In the gut, polyphenols could also help support beneficial gut bacteria (your “microbiome”), while inhibiting invasive or pathogenic species. This is important because gut health, or lack of it, may also increase vulnerability to viruses like the coronavirus.

According to Tim Spector, professor of Genetic Epidemiology, King's College, London, recent research has shown that a healthy microbiome—one with a diversity of “good’ bacteria”—plays an essential role in the body’s immune response to infection, helping it mount a robust response to infectious pathogens like coronavirus. The natural diversity of the microbiome can decline with age, which is why it is particularly important to ensure our elders are eating well.

The best way to increase microbiome diversity is to eat a wide range of plant-based foods, which are high in fiber and which help to “feed” diverse bacteria in the gut.

You can, however, also use supplements. Those containing a mixture of strains of lactobacilli and bifidobacteria have been shown to reduce the risk of upper respiratory tract infection in children and acute respiratory infections in adults.

When choosing a probiotic, look for one with a high number of colony-forming units (CFU), which indicates the number of viable cells. At least 10 -20 billion per dose is reasonable unless advised to take more (or fewer) by a healthcare practitioner.

Supplements

Apart from 1-3 g vitamin C daily and probiotics, you might want to ensure you are getting enough vitamin D.

In the Northern hemisphere spring is upon us. This would be the time that most of us would naturally be going outdoors and topping up low vitamin D stores through exposure to sunshine.

That’s harder to do if you are sick or under quarantine indoors.

Vitamin D enhances the body’s natural immune response helping it fight infections, including influenza and, according to an analysis in the British Medical Journal, acute respiratory tract infections.

Newer evidence suggests vitamin D could help reduce illness and death from coronavirus.

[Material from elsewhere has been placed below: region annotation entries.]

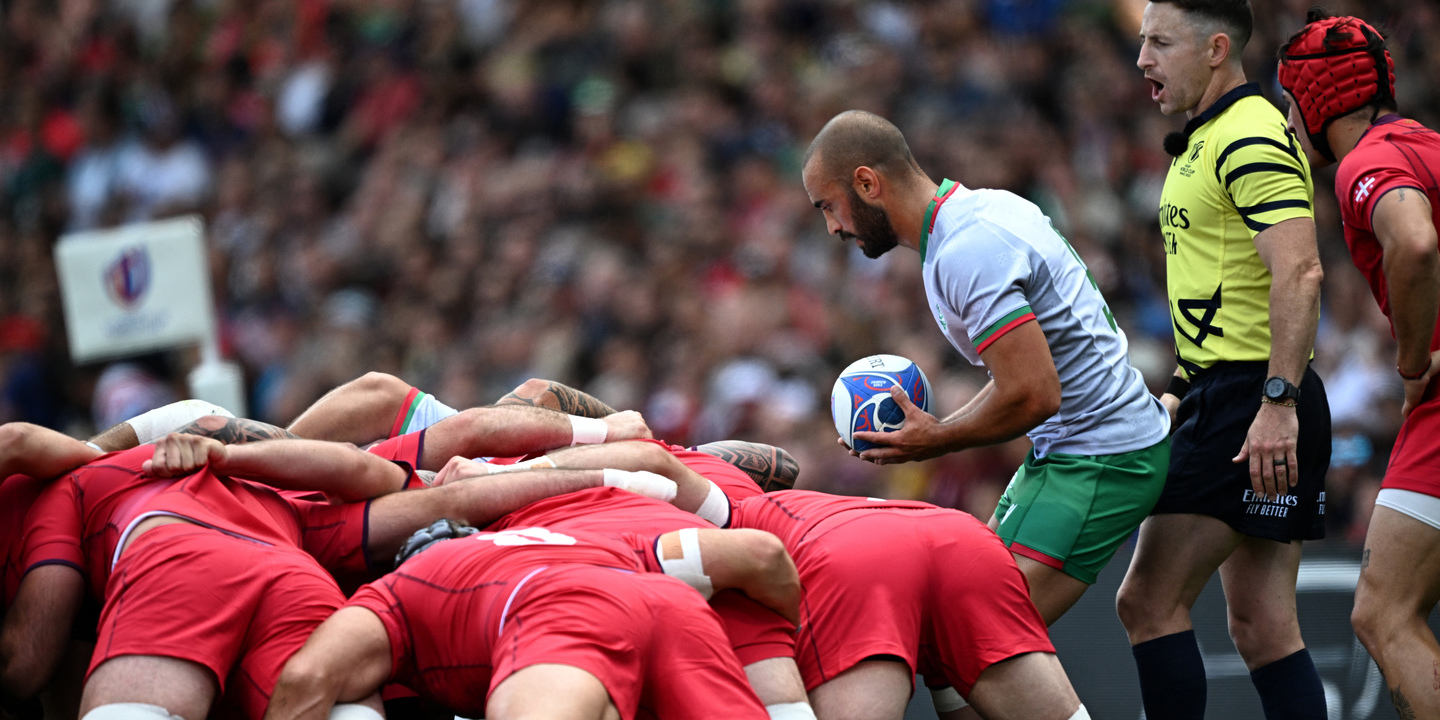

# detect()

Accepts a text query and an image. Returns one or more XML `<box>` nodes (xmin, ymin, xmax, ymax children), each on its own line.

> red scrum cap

<box><xmin>1280</xmin><ymin>10</ymin><xmax>1395</xmax><ymax>161</ymax></box>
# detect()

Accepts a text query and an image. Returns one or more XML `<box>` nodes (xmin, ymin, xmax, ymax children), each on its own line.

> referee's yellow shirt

<box><xmin>1161</xmin><ymin>84</ymin><xmax>1315</xmax><ymax>376</ymax></box>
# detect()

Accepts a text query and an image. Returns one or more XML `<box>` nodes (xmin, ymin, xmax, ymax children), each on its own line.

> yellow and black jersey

<box><xmin>1161</xmin><ymin>84</ymin><xmax>1313</xmax><ymax>376</ymax></box>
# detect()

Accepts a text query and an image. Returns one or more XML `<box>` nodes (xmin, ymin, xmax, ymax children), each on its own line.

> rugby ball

<box><xmin>829</xmin><ymin>356</ymin><xmax>930</xmax><ymax>452</ymax></box>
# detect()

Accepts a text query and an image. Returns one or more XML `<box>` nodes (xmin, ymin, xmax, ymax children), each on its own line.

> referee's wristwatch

<box><xmin>1264</xmin><ymin>376</ymin><xmax>1300</xmax><ymax>406</ymax></box>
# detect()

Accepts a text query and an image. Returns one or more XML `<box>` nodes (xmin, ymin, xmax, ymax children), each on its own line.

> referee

<box><xmin>1117</xmin><ymin>0</ymin><xmax>1331</xmax><ymax>720</ymax></box>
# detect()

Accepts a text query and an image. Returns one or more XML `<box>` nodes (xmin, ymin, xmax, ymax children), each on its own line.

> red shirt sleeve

<box><xmin>1335</xmin><ymin>143</ymin><xmax>1424</xmax><ymax>233</ymax></box>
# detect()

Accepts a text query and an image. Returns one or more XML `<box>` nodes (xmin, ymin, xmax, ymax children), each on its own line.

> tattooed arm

<box><xmin>176</xmin><ymin>415</ymin><xmax>300</xmax><ymax>445</ymax></box>
<box><xmin>696</xmin><ymin>441</ymin><xmax>801</xmax><ymax>492</ymax></box>
<box><xmin>495</xmin><ymin>379</ymin><xmax>615</xmax><ymax>418</ymax></box>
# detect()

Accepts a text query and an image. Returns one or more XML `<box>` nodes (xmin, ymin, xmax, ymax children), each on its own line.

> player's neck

<box><xmin>890</xmin><ymin>176</ymin><xmax>940</xmax><ymax>251</ymax></box>
<box><xmin>1185</xmin><ymin>62</ymin><xmax>1246</xmax><ymax>120</ymax></box>
<box><xmin>1325</xmin><ymin>117</ymin><xmax>1371</xmax><ymax>163</ymax></box>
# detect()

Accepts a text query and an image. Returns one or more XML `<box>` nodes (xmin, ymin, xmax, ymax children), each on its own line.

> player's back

<box><xmin>0</xmin><ymin>475</ymin><xmax>46</xmax><ymax>618</ymax></box>
<box><xmin>730</xmin><ymin>490</ymin><xmax>940</xmax><ymax>554</ymax></box>
<box><xmin>1335</xmin><ymin>115</ymin><xmax>1440</xmax><ymax>332</ymax></box>
<box><xmin>22</xmin><ymin>445</ymin><xmax>301</xmax><ymax>596</ymax></box>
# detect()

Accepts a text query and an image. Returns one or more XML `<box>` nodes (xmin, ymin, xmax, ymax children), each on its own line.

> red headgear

<box><xmin>1280</xmin><ymin>14</ymin><xmax>1395</xmax><ymax>161</ymax></box>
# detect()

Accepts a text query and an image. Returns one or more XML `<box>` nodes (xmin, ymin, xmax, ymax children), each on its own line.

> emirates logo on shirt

<box><xmin>1355</xmin><ymin>177</ymin><xmax>1375</xmax><ymax>203</ymax></box>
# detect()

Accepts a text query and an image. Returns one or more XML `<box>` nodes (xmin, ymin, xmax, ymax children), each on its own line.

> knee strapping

<box><xmin>330</xmin><ymin>703</ymin><xmax>384</xmax><ymax>720</ymax></box>
<box><xmin>765</xmin><ymin>703</ymin><xmax>815</xmax><ymax>720</ymax></box>
<box><xmin>81</xmin><ymin>703</ymin><xmax>184</xmax><ymax>720</ymax></box>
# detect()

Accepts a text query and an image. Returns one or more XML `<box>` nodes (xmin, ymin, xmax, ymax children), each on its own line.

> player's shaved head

<box><xmin>804</xmin><ymin>109</ymin><xmax>924</xmax><ymax>186</ymax></box>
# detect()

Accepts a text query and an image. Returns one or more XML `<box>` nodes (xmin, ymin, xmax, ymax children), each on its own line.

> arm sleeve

<box><xmin>1215</xmin><ymin>130</ymin><xmax>1315</xmax><ymax>239</ymax></box>
<box><xmin>943</xmin><ymin>223</ymin><xmax>1035</xmax><ymax>353</ymax></box>
<box><xmin>1335</xmin><ymin>156</ymin><xmax>1424</xmax><ymax>233</ymax></box>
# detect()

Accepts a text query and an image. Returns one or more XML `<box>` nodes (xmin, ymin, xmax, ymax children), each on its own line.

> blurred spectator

<box><xmin>0</xmin><ymin>0</ymin><xmax>1440</xmax><ymax>537</ymax></box>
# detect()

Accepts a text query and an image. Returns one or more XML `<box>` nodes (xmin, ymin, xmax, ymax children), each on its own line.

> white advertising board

<box><xmin>55</xmin><ymin>216</ymin><xmax>215</xmax><ymax>363</ymax></box>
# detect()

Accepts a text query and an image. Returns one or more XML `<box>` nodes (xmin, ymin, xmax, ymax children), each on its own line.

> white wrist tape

<box><xmin>696</xmin><ymin>482</ymin><xmax>730</xmax><ymax>527</ymax></box>
<box><xmin>125</xmin><ymin>400</ymin><xmax>235</xmax><ymax>445</ymax></box>
<box><xmin>570</xmin><ymin>415</ymin><xmax>611</xmax><ymax>445</ymax></box>
<box><xmin>660</xmin><ymin>527</ymin><xmax>716</xmax><ymax>600</ymax></box>
<box><xmin>330</xmin><ymin>703</ymin><xmax>384</xmax><ymax>720</ymax></box>
<box><xmin>484</xmin><ymin>455</ymin><xmax>556</xmax><ymax>475</ymax></box>
<box><xmin>930</xmin><ymin>685</ymin><xmax>969</xmax><ymax>713</ymax></box>
<box><xmin>765</xmin><ymin>703</ymin><xmax>815</xmax><ymax>720</ymax></box>
<box><xmin>605</xmin><ymin>468</ymin><xmax>680</xmax><ymax>503</ymax></box>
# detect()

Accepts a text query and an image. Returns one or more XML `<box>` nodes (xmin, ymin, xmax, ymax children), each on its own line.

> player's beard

<box><xmin>840</xmin><ymin>187</ymin><xmax>900</xmax><ymax>259</ymax></box>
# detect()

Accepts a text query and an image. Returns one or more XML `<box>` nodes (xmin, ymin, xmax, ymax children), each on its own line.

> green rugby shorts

<box><xmin>995</xmin><ymin>438</ymin><xmax>1169</xmax><ymax>583</ymax></box>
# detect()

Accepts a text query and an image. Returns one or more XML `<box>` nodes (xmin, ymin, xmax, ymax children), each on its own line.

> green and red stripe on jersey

<box><xmin>971</xmin><ymin>305</ymin><xmax>1035</xmax><ymax>353</ymax></box>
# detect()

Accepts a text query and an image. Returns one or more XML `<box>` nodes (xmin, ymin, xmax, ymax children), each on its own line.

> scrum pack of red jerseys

<box><xmin>348</xmin><ymin>527</ymin><xmax>768</xmax><ymax>720</ymax></box>
<box><xmin>1335</xmin><ymin>115</ymin><xmax>1440</xmax><ymax>497</ymax></box>
<box><xmin>733</xmin><ymin>490</ymin><xmax>1054</xmax><ymax>696</ymax></box>
<box><xmin>488</xmin><ymin>483</ymin><xmax>795</xmax><ymax>665</ymax></box>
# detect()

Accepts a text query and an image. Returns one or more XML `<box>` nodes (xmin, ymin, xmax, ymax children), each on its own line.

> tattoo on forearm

<box><xmin>696</xmin><ymin>441</ymin><xmax>801</xmax><ymax>492</ymax></box>
<box><xmin>1390</xmin><ymin>687</ymin><xmax>1416</xmax><ymax>720</ymax></box>
<box><xmin>176</xmin><ymin>415</ymin><xmax>300</xmax><ymax>445</ymax></box>
<box><xmin>495</xmin><ymin>382</ymin><xmax>615</xmax><ymax>418</ymax></box>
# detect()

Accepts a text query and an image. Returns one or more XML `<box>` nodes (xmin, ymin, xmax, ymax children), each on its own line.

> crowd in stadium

<box><xmin>8</xmin><ymin>0</ymin><xmax>1440</xmax><ymax>720</ymax></box>
<box><xmin>0</xmin><ymin>0</ymin><xmax>1440</xmax><ymax>543</ymax></box>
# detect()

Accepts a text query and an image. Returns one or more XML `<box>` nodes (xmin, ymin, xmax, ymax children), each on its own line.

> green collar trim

<box><xmin>920</xmin><ymin>180</ymin><xmax>960</xmax><ymax>265</ymax></box>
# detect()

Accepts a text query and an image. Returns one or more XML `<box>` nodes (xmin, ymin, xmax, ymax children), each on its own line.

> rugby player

<box><xmin>266</xmin><ymin>526</ymin><xmax>799</xmax><ymax>720</ymax></box>
<box><xmin>734</xmin><ymin>490</ymin><xmax>1090</xmax><ymax>720</ymax></box>
<box><xmin>1117</xmin><ymin>0</ymin><xmax>1331</xmax><ymax>719</ymax></box>
<box><xmin>804</xmin><ymin>111</ymin><xmax>1169</xmax><ymax>624</ymax></box>
<box><xmin>6</xmin><ymin>419</ymin><xmax>674</xmax><ymax>719</ymax></box>
<box><xmin>1280</xmin><ymin>10</ymin><xmax>1440</xmax><ymax>717</ymax></box>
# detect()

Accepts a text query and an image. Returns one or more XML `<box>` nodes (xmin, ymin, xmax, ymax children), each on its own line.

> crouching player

<box><xmin>266</xmin><ymin>521</ymin><xmax>768</xmax><ymax>720</ymax></box>
<box><xmin>732</xmin><ymin>490</ymin><xmax>1090</xmax><ymax>720</ymax></box>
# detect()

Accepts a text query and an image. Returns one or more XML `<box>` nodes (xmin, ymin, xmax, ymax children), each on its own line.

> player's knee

<box><xmin>350</xmin><ymin>372</ymin><xmax>410</xmax><ymax>403</ymax></box>
<box><xmin>1115</xmin><ymin>583</ymin><xmax>1156</xmax><ymax>632</ymax></box>
<box><xmin>1227</xmin><ymin>606</ymin><xmax>1300</xmax><ymax>658</ymax></box>
<box><xmin>1351</xmin><ymin>592</ymin><xmax>1405</xmax><ymax>657</ymax></box>
<box><xmin>81</xmin><ymin>703</ymin><xmax>184</xmax><ymax>720</ymax></box>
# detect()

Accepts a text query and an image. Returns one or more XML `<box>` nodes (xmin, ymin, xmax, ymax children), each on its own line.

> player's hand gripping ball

<box><xmin>829</xmin><ymin>356</ymin><xmax>930</xmax><ymax>452</ymax></box>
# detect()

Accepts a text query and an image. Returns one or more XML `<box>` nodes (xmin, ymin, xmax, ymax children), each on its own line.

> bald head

<box><xmin>805</xmin><ymin>109</ymin><xmax>924</xmax><ymax>186</ymax></box>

Former director of the U.S. Centers for Disease Control and Prevention (CDC), Dr. Tom Frieden, is among those supporting the idea that adequate vitamin D can be a preventative. Even Anthony Fauci has stated that strategies like vitamin D (and vitamin C) are unlikely to harm and might even help.

Get regular physical activity outdoors, or sit by a sunny window if you are stuck inside. If you are supplementing, a reasonable daily dose for adults and children is around 1000 IU and 400 IU vitamin D3, respectively.

Vitamin A is also crucial to our immune response, coordinating both our innate and adaptive immunity. It supports the epithelium (which lines the outer surfaces of organs and blood vessels throughout the body, as well as the inner surfaces of cavities in many internal organs) and crucially, it protects the integrity of the mucus membranes of the body, such as in the gut and lungs, making it harder for infection to take hold.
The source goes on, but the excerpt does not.